In Michigan, Racetrack Gaming Part of Proposal

by Tom Schram

The future of Michigan's Thoroughbred industry may lie squarely in the hands of three departing Republican politicians who are working against a year-end deadline to decide the fate of a legislative package that could reinvigorate racing in the state.

State Representative Judith Scranton is the sponsor of a seven-bill package that would bring off-track wagering, telephone wagering, card rooms, keno, and racetrack video gaming to Michigan. Scranton is allied with George McManus, chairman of the Senate Farming, Agribusiness, and Food Systems Committee in her efforts.
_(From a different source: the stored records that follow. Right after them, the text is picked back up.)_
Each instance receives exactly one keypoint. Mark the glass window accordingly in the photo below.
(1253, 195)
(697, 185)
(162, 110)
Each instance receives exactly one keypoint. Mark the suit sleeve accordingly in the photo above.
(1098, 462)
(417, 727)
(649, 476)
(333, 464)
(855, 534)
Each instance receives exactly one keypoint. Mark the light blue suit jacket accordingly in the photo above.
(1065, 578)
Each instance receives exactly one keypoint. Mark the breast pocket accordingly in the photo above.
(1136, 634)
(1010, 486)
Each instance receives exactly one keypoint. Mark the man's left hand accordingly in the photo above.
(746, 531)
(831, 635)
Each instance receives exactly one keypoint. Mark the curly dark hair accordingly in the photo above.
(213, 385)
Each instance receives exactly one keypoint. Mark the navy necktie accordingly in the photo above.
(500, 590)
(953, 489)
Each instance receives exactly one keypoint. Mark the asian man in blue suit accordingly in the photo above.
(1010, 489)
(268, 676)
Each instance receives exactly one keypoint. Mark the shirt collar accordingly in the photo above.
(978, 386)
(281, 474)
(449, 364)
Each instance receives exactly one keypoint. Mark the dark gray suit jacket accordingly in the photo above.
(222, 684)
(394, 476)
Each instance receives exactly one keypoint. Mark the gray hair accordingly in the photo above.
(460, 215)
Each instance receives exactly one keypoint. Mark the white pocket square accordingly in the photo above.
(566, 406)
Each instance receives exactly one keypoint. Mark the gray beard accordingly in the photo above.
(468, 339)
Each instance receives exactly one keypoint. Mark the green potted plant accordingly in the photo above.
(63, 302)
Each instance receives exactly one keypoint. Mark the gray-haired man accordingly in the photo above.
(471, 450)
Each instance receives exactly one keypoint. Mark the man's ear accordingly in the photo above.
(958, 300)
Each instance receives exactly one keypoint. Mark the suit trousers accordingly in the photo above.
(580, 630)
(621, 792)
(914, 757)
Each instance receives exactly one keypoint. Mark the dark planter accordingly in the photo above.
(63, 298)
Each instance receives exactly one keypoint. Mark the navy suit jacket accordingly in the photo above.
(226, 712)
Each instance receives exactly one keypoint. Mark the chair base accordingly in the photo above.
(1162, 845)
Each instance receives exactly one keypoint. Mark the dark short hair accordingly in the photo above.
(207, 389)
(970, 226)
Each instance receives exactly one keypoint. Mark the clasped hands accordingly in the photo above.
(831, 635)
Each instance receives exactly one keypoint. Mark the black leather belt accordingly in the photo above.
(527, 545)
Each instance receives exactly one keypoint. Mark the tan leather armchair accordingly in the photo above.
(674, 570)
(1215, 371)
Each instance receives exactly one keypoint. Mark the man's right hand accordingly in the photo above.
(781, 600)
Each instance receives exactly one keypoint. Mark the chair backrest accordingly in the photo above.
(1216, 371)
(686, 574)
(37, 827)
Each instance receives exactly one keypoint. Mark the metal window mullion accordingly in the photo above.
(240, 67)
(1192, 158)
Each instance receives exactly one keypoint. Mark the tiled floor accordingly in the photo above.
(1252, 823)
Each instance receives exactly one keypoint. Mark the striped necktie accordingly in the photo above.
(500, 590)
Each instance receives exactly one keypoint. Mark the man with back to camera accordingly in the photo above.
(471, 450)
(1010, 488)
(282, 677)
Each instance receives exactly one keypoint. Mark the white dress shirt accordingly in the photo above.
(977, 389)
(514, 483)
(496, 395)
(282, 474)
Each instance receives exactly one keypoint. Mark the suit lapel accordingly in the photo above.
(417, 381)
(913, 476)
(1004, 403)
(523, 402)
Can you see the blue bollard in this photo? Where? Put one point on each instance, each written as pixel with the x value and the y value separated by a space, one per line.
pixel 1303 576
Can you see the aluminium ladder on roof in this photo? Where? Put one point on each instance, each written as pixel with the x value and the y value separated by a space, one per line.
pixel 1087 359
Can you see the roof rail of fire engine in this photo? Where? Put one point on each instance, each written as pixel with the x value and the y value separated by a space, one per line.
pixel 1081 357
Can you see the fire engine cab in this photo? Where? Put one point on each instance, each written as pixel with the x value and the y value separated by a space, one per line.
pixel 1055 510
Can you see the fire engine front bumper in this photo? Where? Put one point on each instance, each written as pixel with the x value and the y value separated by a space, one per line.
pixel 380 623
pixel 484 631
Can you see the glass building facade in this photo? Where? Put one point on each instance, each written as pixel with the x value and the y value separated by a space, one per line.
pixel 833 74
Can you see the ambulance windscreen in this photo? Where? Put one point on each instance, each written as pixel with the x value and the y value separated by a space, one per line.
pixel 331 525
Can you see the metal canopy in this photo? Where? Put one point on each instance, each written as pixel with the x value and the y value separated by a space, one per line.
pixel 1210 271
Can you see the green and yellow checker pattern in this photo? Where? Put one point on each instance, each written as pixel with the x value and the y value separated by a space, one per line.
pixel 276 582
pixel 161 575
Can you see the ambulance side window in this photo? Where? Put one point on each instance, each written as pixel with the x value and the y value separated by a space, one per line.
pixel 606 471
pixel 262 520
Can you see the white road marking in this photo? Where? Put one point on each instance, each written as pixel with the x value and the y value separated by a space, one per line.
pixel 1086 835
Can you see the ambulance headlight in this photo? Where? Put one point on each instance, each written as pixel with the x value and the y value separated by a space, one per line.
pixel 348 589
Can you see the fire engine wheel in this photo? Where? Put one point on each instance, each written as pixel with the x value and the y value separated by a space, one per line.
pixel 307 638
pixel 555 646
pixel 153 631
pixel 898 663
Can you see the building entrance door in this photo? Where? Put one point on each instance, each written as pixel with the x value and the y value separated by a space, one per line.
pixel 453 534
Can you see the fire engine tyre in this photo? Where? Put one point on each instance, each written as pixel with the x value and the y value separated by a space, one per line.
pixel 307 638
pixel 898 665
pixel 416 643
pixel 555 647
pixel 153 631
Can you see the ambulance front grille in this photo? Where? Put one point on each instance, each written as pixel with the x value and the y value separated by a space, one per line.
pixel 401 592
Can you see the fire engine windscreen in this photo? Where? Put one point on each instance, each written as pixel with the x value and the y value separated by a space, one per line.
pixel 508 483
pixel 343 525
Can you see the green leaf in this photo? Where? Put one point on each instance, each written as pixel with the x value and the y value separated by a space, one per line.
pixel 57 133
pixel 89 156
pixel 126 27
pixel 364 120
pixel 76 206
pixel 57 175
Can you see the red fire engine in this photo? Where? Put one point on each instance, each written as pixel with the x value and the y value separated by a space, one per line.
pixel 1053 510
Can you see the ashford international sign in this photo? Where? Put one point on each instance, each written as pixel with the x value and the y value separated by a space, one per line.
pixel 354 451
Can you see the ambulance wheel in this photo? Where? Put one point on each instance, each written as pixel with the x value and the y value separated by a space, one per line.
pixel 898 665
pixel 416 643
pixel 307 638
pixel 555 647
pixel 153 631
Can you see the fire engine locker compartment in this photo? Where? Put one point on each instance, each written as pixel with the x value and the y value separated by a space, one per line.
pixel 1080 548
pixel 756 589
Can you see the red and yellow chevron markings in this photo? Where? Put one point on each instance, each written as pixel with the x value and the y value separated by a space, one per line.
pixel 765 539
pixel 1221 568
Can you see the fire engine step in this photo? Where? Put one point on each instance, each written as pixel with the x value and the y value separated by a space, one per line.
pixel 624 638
Any legislation would need to be signed by Gov. John Engler. All three will be out of office next year due to Michigan's term-limit law.

Scranton met in Lansing July 29 with representatives of all of the state's major owner and breeder organizations to get their final input on the legislation. She called the meeting a "drop deadline" for changing the bills because of the logistics involved in revisions. She said she is "preparing for a committee vote in September" that would bring the bills to the House floor in November.

Video gaming at the racetracks alone could generate annual income for the state of up to $375 million, according to a study conducted by the Michigan Harness Horseman's Association.

Left unsaid is the impact the legislation would have on bringing a new Thoroughbred plant to metropolitan Detroit. It is an open secret that racing behemoth Magna Entertainment Corp. is considering just that possibility.

"I have been having conversations on and off with Magna Entertainment, and I know that they are vitally interested in coming into the Detroit market," said Scranton. Magna, she said, has gone as far as to draw up architectural plans for a new facility.

Michigan Racing Commissioner Annette Bacola confirmed Magna's interest.

"It's my understanding that they are looking at several sites for a full entertainment facility that would include horse racing," Bacola said.

Video gaming, which has led to significant purse increases at racetracks like Woodbine and Delaware Park, is a sticking point.

Engler is on record as opposing slot machines at racetracks, and while Scranton said she is "speaking with the administration" on the issue, it is not clear whether Magna officials would balk at constructing a new facility without video gaming.

"I had a meeting about a year and a half ago with the governor and (Magna Chairman) Frank Stronach where Stronach said, 'I don't have slot machines in any of my other tracks, and that's not my main objective here.' "

Bacola said that at the time, Stronach indicated that telephone account wagering and off-track wagering were Magna priorities. But video gaming can generate huge revenues, and the inability to get slots led Ladbroke to close Detroit Race Course and sell the Livonia property in 1998.

Thoroughbred racing moved to Great Lakes Downs in western Michigan in 1999. The track, a former Standardbred facility, has struggled given its remote location.

"Without question, Ladbroke would've stuck around and flourished with additional gaming at DRC," said Sam McKee, formerly head of public relations at the defunct track. "Trying to compete with the casinos was like racing a Chevette in the Daytona 500. All we wanted was the opportunity to be competitive and to have a level playing field."

McKee, who now is an announcer and television host at Meadowlands in New Jersey, said video gaming has been a panacea at every racing operation in North America where it has been allowed.

"Michigan lost several thousand jobs and has basically crippled the equine racing industry to the point where it is a struggle for any horseman to stay in the game," McKee said. "Frankly, it's a shame the racing industry, both Thoroughbred and Standardbred, had to practically collapse when such a simple solution was readily apparent."

Video gaming got a big boost in early July when L. Brooks Patterson, the powerful Oakland County Executive, came out in full support of slots at racetracks as a partial solution to the state's financial problems.

"Electronic gaming provides a solution for the budget shortfall that requires no tax increases or program cuts," Patterson said. "This is a better way to deal with the state's budget shortfall than raising taxes on our citizens. Electronic gaming will level the playing field by allowing racetracks to compete on even footing with casinos."

But Bacola said that in view of the governor's stance, and strong opposition from the three downtown Detroit casinos that opened in 1999-2000, she thinks the video gaming portion of the legislative package faces an uphill battle.

"(The casinos) have an army of lobbyists," she said. "Even if everyone was on-board with this--and they're not--we'd have a heck of a time getting this through. Those casinos in downtown Detroit do not want slot machines at the racetrack."

Bacola said she had faith in resiliency of Michigan horseracing even if no legislation is passed.

"I'm the eternal optimist about horse racing," she said. "I think the industry will survive because it's a dynamic sport and it can stand on its own two feet."

Scranton is not so sure. She said she sees no one on the horizon to pick up the ball if the legislation fails in the fall session.

"If we don't do it now, it's five to seven years down the road, and I frankly don't know if the industry will be here five to seven years from now," Scranton said.